Gregory Shaffer

shafferProfessor Gregory Shaffer is a Chancellor’s Professor of Law at the University of California, Irvine School of Law, and is one of the world’s leading authorities on international trade law and law and globalization. His publications include six books and over eighty articles and book chapters on international trade law, global governance, and globalization’s impact on domestic regulation. His work is cross-disciplinary, addressing such topics as public-private networks in international trade litigation; comparative institutional approaches to trade-social policy conflicts; and national regulation in global context. He previously was Melvin C. Steen Professor of Law at the University of Minnesota Law School, Wing-Tat Lee Chair at Loyola University Chicago School of Law, and Professor at the University of Wisconsin Law School, where he also directed two university research centers on world affairs and the global economy and the European Union. He received his B.A., magna cum laude, from Dartmouth College and his J.D., with distinction, from Stanford Law School. He practiced law in Paris for seven years for Coudert Frères and Bredin Prat, where he was a member of the Paris bar.
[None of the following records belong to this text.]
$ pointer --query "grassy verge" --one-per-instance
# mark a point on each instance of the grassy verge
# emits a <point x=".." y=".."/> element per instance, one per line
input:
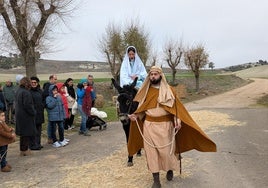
<point x="263" y="101"/>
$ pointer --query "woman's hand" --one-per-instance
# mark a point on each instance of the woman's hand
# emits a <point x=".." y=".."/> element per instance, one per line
<point x="132" y="117"/>
<point x="177" y="123"/>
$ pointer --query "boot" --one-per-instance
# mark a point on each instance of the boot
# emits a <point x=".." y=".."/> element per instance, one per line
<point x="5" y="169"/>
<point x="130" y="161"/>
<point x="169" y="175"/>
<point x="9" y="166"/>
<point x="25" y="153"/>
<point x="156" y="183"/>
Professor Shaffer is Vice President of the American Society of International Law (2014-2016), where he has also served as representative to the American Council of Learned Societies (2014-2016), Honorary Counsel, member of the Executive Council, member of the Executive Committee (2013-2014), and co-Chair of the ASIL’s International Economic Law Group (2010-2011).

Professor Shaffer is on the Board of Editors of the American Journal of International Law, and on the Founding Advisory Board of the journal of Transnational Environmental Law. He is also founding Board member of the Society of International Economic Law, Chair of the AALS Section on Economic Globalization and Governance (2014), and founding coordinator of the Law and Society Association Collaborative Research Network on Transnational and Global Legal Ordering.